While other factors are often identified as the cause of decreased consumer spending, it would not be a stretch to infer that many affluent households are reducing their spending until they are certain of the upcoming tax burden they will bear.
In research conducted in late July 2009, it was found that 67% of individuals with $500,000 of investable assets felt that the health bill will have a severe or serious impact on their taxes. Only 8% believe that there will be no impact on their taxes.

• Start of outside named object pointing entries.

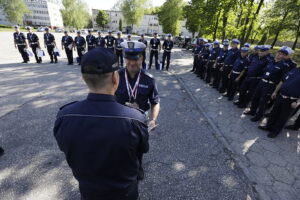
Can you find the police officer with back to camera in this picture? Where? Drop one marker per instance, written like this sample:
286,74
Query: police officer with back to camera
255,71
232,55
119,49
67,43
21,44
102,139
100,41
287,95
142,39
217,74
34,43
274,72
80,45
137,88
167,47
110,41
50,44
91,40
154,48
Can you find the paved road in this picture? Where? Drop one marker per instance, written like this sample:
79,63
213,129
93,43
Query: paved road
186,161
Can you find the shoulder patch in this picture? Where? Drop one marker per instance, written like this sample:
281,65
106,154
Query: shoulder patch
67,105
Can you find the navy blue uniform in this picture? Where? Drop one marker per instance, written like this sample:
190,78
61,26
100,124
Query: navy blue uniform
255,70
146,93
168,46
119,51
100,42
228,64
80,45
214,53
20,41
144,52
282,109
154,44
91,41
67,41
49,41
219,64
272,76
101,140
239,65
33,41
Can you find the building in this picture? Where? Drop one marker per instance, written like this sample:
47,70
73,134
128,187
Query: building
42,13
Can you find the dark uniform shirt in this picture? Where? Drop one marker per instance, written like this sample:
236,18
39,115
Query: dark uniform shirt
19,38
110,41
240,64
154,43
168,45
49,39
66,41
231,56
275,71
91,40
146,92
32,38
118,43
79,41
291,84
100,42
101,140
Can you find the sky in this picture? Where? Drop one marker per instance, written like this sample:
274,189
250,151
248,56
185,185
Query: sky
108,4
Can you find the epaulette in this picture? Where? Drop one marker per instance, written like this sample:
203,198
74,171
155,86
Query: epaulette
67,105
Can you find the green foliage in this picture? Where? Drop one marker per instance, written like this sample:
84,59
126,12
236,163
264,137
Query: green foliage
75,14
170,15
102,19
14,10
133,11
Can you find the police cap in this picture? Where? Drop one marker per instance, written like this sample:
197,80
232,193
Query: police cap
99,61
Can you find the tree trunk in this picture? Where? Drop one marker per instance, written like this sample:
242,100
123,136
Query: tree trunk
297,36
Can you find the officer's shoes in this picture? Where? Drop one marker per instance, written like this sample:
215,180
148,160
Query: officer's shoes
255,119
292,127
265,128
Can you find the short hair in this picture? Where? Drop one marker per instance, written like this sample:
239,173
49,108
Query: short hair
97,81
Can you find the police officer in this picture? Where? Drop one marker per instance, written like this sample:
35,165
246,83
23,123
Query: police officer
288,99
101,138
137,88
34,43
238,70
154,48
49,41
100,41
20,42
232,55
91,40
80,44
67,43
272,76
254,73
119,49
110,41
167,47
142,39
217,74
214,52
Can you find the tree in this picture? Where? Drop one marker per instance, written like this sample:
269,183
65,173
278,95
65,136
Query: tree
133,11
75,14
14,10
170,21
102,19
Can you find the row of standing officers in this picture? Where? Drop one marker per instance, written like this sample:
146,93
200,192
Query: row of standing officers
260,78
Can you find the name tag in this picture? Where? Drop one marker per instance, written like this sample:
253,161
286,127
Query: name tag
143,86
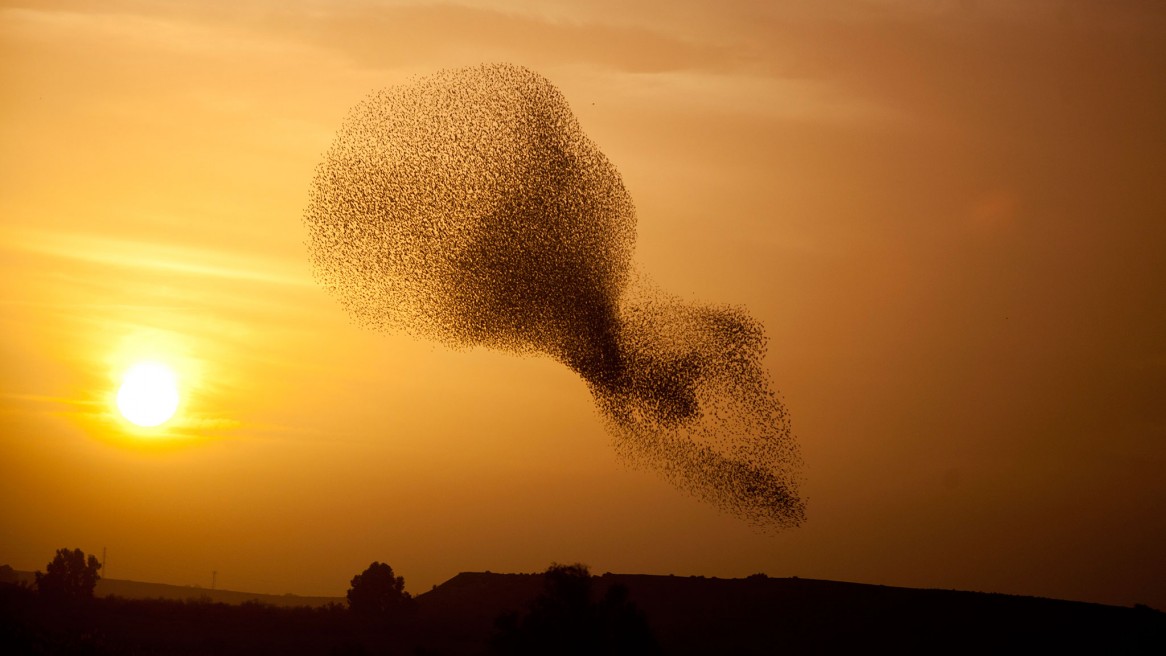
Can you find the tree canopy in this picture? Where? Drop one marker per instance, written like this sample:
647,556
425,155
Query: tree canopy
379,593
566,620
69,576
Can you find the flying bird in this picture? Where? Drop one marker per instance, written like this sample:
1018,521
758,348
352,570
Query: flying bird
468,207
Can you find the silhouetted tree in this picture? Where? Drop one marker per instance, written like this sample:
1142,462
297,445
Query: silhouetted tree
379,594
69,577
563,620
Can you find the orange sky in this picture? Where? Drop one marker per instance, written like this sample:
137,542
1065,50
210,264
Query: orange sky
949,216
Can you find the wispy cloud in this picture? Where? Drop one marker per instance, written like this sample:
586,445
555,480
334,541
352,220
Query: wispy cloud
153,255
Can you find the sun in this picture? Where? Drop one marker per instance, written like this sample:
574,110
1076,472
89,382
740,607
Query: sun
149,394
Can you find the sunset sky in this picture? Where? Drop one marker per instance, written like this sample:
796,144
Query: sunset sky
950,217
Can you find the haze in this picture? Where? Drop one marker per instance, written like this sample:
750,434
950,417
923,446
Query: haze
947,216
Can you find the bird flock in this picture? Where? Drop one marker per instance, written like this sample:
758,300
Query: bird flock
468,207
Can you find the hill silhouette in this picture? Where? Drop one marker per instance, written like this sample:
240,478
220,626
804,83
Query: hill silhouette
141,590
770,615
688,615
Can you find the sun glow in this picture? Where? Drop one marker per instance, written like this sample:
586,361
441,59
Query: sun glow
149,394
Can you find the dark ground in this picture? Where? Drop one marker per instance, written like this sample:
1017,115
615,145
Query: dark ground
687,614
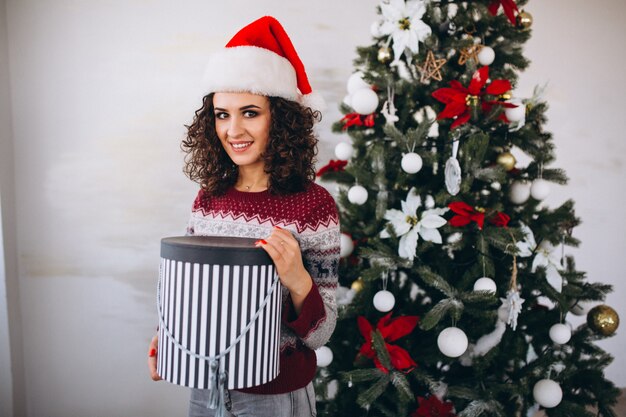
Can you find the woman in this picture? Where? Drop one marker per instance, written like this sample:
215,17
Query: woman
251,147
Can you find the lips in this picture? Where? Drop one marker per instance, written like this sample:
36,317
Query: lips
240,146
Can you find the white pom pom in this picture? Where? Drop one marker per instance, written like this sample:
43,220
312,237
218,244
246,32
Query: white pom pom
384,301
486,55
539,189
560,333
324,356
452,342
516,114
519,192
346,246
411,163
355,82
547,393
485,284
364,101
357,194
343,151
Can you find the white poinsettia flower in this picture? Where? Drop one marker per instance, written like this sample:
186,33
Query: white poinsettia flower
410,225
545,257
402,21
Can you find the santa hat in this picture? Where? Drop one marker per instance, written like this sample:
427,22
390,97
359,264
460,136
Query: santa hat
261,59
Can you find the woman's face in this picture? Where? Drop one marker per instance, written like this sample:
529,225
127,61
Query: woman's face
242,122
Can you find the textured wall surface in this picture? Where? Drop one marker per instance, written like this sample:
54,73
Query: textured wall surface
100,92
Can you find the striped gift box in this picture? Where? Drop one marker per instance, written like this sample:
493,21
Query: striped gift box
219,303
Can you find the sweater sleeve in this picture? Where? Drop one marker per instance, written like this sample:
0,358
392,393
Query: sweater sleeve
320,252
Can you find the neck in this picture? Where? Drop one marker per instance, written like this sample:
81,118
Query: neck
252,179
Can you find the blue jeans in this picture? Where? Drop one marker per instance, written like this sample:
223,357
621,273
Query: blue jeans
298,403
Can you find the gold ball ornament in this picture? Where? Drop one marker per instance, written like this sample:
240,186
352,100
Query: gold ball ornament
603,319
524,20
506,160
384,55
357,285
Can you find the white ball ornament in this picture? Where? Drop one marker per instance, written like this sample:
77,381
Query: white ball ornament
357,194
486,55
539,189
384,301
324,356
346,246
485,284
411,163
560,333
519,192
364,101
355,82
547,393
516,114
344,151
452,342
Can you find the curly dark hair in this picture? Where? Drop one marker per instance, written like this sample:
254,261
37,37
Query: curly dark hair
289,158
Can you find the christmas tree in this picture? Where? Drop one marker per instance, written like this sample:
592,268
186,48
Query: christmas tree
454,287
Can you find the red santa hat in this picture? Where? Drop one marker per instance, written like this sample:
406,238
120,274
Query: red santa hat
261,59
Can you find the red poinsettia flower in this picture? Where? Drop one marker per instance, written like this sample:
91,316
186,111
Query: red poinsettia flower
332,166
391,330
356,119
509,6
465,214
459,100
433,407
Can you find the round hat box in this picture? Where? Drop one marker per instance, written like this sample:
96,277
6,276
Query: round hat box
219,303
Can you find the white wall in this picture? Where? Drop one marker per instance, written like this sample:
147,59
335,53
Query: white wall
100,93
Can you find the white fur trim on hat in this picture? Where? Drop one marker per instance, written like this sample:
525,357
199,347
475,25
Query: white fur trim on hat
251,69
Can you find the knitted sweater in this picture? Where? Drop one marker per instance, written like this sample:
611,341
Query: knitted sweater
312,217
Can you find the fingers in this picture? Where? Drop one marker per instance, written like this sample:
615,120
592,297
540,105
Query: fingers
152,357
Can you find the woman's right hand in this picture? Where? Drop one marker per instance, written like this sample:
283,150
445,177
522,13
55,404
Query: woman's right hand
152,355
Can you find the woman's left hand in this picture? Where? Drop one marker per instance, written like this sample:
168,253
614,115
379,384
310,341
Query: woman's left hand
284,250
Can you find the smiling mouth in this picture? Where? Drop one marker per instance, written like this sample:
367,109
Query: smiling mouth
240,146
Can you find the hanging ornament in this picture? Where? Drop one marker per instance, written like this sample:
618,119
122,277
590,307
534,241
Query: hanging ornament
324,356
364,101
346,246
540,189
452,171
524,20
389,109
519,192
515,114
506,160
581,308
485,284
431,68
384,301
547,393
486,55
357,285
356,82
344,151
560,333
471,52
411,163
603,319
357,194
384,55
452,342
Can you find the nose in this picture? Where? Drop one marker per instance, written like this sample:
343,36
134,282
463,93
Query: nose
235,128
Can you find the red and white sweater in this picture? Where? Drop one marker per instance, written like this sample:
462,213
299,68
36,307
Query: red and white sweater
312,217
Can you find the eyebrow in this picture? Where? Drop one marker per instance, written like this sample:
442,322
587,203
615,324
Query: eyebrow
248,107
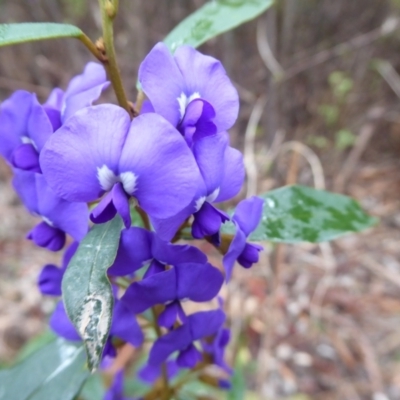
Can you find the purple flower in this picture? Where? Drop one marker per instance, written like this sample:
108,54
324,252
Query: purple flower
139,247
196,282
150,373
247,216
50,277
197,326
146,158
222,172
116,390
59,216
24,129
190,90
25,124
124,326
81,92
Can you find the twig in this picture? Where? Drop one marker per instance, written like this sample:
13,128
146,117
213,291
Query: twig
250,135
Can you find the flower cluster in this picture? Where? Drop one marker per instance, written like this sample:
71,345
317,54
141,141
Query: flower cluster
174,162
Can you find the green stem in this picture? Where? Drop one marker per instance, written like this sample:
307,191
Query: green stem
166,389
91,47
108,12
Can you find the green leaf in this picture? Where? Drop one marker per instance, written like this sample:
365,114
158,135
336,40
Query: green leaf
87,292
214,18
303,214
56,371
31,31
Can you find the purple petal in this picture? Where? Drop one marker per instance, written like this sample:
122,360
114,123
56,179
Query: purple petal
249,255
207,221
176,254
233,175
125,326
89,146
72,218
198,282
39,125
209,153
47,236
61,325
189,357
14,115
156,289
104,211
24,183
84,89
162,83
150,373
26,157
49,280
235,250
168,317
206,75
133,252
248,214
163,165
176,340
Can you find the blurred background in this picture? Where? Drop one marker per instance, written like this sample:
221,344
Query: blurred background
320,106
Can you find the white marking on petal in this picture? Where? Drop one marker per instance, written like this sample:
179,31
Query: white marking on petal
27,140
128,180
106,177
183,101
199,203
48,222
211,197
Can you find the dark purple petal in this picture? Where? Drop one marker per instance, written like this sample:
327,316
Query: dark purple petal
14,115
162,83
26,157
165,172
84,89
209,153
125,326
150,373
249,255
207,221
176,340
61,325
24,183
49,280
248,214
156,289
87,146
170,254
168,317
235,250
133,252
72,218
233,175
114,202
39,125
104,211
47,236
189,357
206,76
198,282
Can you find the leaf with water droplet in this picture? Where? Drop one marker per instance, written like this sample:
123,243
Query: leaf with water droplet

As of year end 2008 there were approximately 7.4 million households with $500,000 of investable assets. Investable assets include the money one may have saved in their 401(k) or their IRA as well as other assets invested in various securities or savings accounts. They represent a vast multitude of households. For example, the most common occupations for individuals with $500,000 to $1,000,000 of assets is Educator and Manager. While clearly the wealthiest households will be impacted by the taxes created under the proposed legislation, a large number of Americans considered to be mass affluent will also be impacted. Recent versions of the bill were proposing a surtax on households with over $250,000 of income.
As the economy struggles to flip to the positive side, it is clear that the legislative uncertainty happening in Washington is threatening the attitudes of the households who are critical to increasing consumer spending.